Obama misleads us concerning the public option, saying people can keep their private plans if they prefer. Yet the House bill, which he was urging be passed before the August recess, effectively would coerce employers, through punitive and positive incentives, to dump their private plans in favor of the public option. Most Americans have employer-provided health insurance, so a wholesale exodus to the public option would be inevitable -- and intended. In fact, the bill would prevent those who lose private coverage from reacquiring it, except plans conforming to a slew of new mandated regulations, which eventually would drive such plans out of existence. Obama's propagandette, Linda Douglass, falsely denied that Obama said he supports the public option, but he's on tape.
Obama misleads us in his inartful attempt to analogize the postal industry with his health plan, saying privately run FedEx and UPS have fared well against the government-run Postal Service. He fails to tell us how different the public/private competitive environment would be under his health care plan with the deck stacked -- by law -- against the survival of private insurers and private care.
Obama misleads us by denying that bureaucrats would "meddle" in our health care decisions or with the doctor-patient relationship. Yet in almost the same breath, he boasts that he would bundle payments to doctors based on the quality, not the quantity, of the services they provide -- such quality to be determined by his bureaucratic boards. The House bill is replete with provisions conferring such decisions on government bureaucrats.
Obama misleads us when he and his minions cavalierly dismiss the public's genuine concern about the government, under his plan, insinuating itself into end-of-life decisions. Instead of responding to provisions of the bill legitimately generating such concerns, he puts words into our mouths, saying we claim that the bill would require "euthanasia." Even some of Obama's state-run media fact checkers suggested that Reps. Thaddeus McCotter and John Boehner made that claim. In fact, they said provisions of the bill "could create ... a more permissive environment for euthanasia ... and physician-assisted suicide." Someone needs to check the fact checkers.
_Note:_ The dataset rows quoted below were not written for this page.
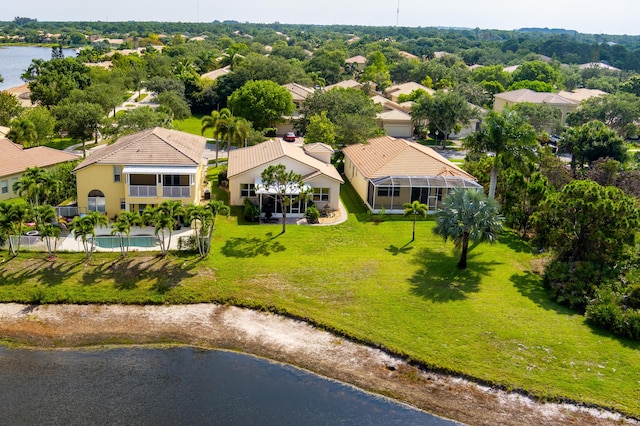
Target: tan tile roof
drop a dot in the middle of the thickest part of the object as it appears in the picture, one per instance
(244, 159)
(156, 146)
(298, 91)
(212, 75)
(345, 84)
(14, 159)
(358, 59)
(526, 95)
(579, 95)
(388, 156)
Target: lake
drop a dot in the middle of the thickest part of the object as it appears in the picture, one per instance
(14, 60)
(181, 386)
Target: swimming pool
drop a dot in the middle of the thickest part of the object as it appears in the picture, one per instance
(144, 241)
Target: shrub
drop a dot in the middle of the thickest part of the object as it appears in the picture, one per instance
(250, 212)
(312, 214)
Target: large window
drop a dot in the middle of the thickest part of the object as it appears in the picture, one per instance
(96, 201)
(320, 194)
(247, 190)
(388, 191)
(117, 173)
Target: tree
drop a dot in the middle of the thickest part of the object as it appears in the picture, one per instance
(263, 102)
(507, 136)
(122, 226)
(351, 111)
(590, 142)
(13, 217)
(377, 71)
(287, 185)
(616, 111)
(22, 131)
(444, 111)
(175, 103)
(164, 218)
(320, 129)
(9, 107)
(217, 122)
(43, 122)
(84, 227)
(80, 120)
(588, 222)
(415, 208)
(468, 215)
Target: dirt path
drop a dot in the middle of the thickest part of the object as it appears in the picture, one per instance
(289, 341)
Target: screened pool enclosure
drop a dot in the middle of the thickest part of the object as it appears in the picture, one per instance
(391, 192)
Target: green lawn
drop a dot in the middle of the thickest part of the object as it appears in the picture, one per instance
(368, 281)
(190, 125)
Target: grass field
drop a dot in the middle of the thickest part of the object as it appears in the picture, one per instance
(367, 280)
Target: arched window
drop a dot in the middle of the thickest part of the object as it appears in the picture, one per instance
(96, 201)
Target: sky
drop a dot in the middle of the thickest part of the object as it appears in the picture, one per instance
(585, 16)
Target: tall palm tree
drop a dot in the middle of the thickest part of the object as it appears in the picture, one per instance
(467, 214)
(217, 122)
(13, 217)
(238, 129)
(122, 226)
(416, 208)
(508, 136)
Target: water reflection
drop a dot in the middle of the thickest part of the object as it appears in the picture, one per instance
(180, 386)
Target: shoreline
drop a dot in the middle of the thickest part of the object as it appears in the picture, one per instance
(290, 341)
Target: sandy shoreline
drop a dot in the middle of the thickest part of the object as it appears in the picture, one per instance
(289, 341)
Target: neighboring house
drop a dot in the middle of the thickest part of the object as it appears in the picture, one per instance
(345, 84)
(313, 163)
(142, 169)
(388, 172)
(394, 119)
(14, 160)
(358, 62)
(406, 89)
(505, 99)
(299, 93)
(213, 75)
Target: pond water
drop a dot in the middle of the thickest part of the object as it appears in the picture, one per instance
(14, 60)
(181, 386)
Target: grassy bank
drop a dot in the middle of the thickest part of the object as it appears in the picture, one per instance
(368, 281)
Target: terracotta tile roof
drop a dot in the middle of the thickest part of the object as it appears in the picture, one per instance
(388, 156)
(298, 91)
(156, 146)
(526, 95)
(244, 159)
(14, 159)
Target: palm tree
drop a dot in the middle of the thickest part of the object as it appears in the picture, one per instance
(468, 215)
(415, 208)
(122, 226)
(12, 219)
(238, 129)
(85, 228)
(217, 122)
(508, 136)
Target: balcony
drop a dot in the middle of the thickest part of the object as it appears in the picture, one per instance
(176, 192)
(143, 191)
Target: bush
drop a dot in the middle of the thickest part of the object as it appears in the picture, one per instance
(312, 214)
(250, 212)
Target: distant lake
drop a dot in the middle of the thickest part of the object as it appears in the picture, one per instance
(181, 386)
(14, 60)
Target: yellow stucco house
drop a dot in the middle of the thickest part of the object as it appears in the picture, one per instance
(387, 172)
(312, 162)
(14, 160)
(142, 169)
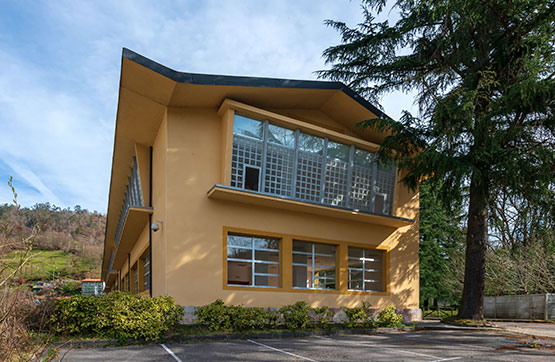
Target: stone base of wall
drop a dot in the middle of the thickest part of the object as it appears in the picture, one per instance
(339, 316)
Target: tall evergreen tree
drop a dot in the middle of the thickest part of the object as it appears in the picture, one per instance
(484, 73)
(441, 237)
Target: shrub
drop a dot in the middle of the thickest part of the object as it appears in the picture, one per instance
(295, 316)
(389, 318)
(360, 317)
(116, 315)
(324, 315)
(220, 317)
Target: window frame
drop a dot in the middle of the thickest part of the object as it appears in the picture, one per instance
(253, 261)
(285, 262)
(364, 270)
(299, 127)
(313, 264)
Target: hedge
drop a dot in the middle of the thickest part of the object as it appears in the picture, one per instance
(116, 315)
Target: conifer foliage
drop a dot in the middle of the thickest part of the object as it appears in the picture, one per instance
(484, 74)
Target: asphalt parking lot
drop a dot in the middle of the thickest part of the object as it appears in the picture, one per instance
(445, 345)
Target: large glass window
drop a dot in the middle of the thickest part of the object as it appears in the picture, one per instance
(314, 265)
(252, 261)
(366, 269)
(146, 270)
(297, 165)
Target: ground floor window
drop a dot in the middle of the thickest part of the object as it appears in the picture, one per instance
(366, 269)
(253, 261)
(292, 264)
(145, 260)
(135, 279)
(314, 265)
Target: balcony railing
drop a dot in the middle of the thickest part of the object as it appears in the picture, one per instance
(133, 197)
(291, 164)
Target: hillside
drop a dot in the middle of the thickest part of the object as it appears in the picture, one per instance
(65, 243)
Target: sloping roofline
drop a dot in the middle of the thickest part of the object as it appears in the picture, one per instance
(230, 80)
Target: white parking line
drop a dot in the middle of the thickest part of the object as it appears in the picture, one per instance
(378, 346)
(171, 353)
(282, 351)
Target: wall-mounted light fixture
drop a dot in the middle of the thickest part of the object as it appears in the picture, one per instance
(156, 225)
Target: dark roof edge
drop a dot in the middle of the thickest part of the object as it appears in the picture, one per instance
(230, 80)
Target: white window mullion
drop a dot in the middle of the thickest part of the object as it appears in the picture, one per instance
(324, 167)
(295, 165)
(262, 181)
(350, 165)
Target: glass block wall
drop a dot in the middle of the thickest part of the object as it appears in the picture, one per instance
(306, 167)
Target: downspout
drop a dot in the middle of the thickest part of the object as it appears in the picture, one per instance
(150, 223)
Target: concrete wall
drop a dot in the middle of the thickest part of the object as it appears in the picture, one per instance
(531, 306)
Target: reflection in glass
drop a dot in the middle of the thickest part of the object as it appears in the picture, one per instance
(252, 261)
(338, 150)
(311, 143)
(363, 158)
(365, 268)
(314, 265)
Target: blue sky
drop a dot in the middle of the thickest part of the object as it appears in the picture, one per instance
(60, 64)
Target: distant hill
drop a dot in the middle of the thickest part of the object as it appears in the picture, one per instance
(66, 243)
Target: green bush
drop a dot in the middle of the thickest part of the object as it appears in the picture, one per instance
(116, 315)
(360, 317)
(324, 315)
(389, 318)
(295, 316)
(220, 317)
(71, 288)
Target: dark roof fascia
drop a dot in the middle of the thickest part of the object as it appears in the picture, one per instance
(229, 80)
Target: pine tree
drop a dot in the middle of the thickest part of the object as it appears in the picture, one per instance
(441, 237)
(484, 72)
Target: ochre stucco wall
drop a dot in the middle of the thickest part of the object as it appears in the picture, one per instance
(190, 244)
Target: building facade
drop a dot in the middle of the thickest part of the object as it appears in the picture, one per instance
(255, 191)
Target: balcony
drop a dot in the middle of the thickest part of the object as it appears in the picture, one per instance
(229, 193)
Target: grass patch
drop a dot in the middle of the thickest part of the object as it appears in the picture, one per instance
(51, 264)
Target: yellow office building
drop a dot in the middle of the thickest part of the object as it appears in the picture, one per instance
(257, 191)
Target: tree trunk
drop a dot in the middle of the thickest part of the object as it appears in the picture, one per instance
(476, 242)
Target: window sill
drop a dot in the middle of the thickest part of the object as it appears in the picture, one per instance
(228, 193)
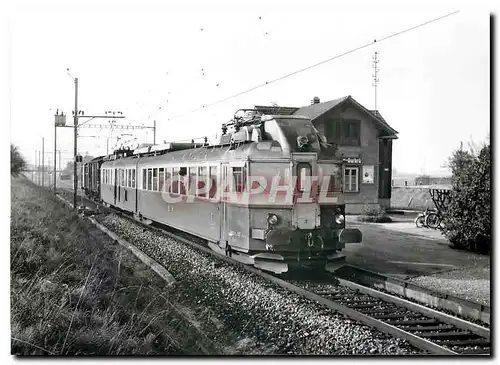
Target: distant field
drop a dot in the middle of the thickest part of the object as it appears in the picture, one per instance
(76, 292)
(412, 198)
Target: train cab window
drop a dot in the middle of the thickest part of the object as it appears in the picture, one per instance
(150, 179)
(201, 182)
(213, 182)
(168, 179)
(239, 179)
(192, 181)
(155, 179)
(303, 175)
(182, 180)
(161, 178)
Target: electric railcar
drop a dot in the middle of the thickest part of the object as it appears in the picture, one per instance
(269, 197)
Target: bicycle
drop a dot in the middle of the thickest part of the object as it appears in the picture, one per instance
(434, 220)
(421, 220)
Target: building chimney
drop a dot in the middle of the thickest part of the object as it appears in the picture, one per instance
(315, 100)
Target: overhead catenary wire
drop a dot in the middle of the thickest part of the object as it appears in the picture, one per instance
(392, 35)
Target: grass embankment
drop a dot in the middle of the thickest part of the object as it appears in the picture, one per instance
(76, 292)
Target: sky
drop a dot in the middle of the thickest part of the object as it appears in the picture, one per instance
(162, 60)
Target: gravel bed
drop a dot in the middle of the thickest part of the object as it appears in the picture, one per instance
(266, 318)
(471, 283)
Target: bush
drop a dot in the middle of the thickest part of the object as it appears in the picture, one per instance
(467, 217)
(374, 215)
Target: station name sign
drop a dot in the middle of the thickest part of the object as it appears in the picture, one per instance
(354, 160)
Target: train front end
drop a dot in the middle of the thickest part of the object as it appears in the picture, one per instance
(305, 217)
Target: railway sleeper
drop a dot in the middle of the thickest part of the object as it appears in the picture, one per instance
(386, 314)
(428, 328)
(462, 343)
(414, 321)
(450, 335)
(360, 305)
(479, 351)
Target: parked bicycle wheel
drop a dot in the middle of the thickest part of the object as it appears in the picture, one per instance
(432, 220)
(420, 221)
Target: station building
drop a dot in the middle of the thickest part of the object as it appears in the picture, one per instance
(364, 143)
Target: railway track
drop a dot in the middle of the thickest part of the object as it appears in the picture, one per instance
(427, 329)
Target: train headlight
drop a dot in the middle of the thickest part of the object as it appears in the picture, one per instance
(339, 218)
(302, 141)
(272, 219)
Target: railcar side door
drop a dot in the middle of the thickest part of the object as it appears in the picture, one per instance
(115, 184)
(224, 167)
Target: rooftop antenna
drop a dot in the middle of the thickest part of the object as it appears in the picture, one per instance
(375, 62)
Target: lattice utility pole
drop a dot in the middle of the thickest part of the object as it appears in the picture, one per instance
(375, 62)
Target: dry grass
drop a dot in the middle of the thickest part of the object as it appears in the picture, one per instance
(412, 198)
(75, 292)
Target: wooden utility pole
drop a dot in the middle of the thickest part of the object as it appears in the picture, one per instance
(75, 132)
(375, 75)
(34, 169)
(55, 152)
(43, 166)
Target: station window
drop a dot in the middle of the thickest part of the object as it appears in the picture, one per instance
(161, 178)
(150, 179)
(303, 173)
(175, 180)
(239, 179)
(334, 176)
(155, 179)
(213, 182)
(351, 178)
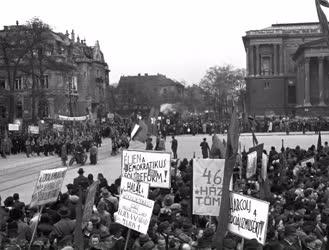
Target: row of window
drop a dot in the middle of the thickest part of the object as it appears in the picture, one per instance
(44, 83)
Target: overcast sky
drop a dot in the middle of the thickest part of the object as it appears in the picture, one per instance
(178, 38)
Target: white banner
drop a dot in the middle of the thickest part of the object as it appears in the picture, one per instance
(248, 217)
(136, 187)
(208, 177)
(69, 118)
(134, 212)
(48, 186)
(13, 127)
(251, 164)
(58, 127)
(264, 166)
(304, 162)
(146, 166)
(33, 129)
(90, 200)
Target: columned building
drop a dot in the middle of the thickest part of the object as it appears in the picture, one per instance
(287, 70)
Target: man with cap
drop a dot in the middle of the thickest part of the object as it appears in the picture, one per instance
(81, 180)
(64, 227)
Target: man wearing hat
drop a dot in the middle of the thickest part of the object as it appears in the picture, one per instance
(64, 227)
(81, 180)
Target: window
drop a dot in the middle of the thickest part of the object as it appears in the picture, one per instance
(18, 83)
(266, 85)
(19, 109)
(2, 112)
(2, 84)
(44, 81)
(266, 65)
Of course there are legitimate concerns here, and it insults our intelligence to suggest otherwise. The bill would immediately impose a monumental conflict of interest on government bureaucrats by tasking them to cut costs drastically while simultaneously empowering them to "counsel" people about their end-of-life (and other) medical care. Such a conflict of interest -- over life and death itself -- is unconscionable and unthinkable in the United States of America.
The "messiah" has lost his mojo -- by betraying his unearned trust with the people.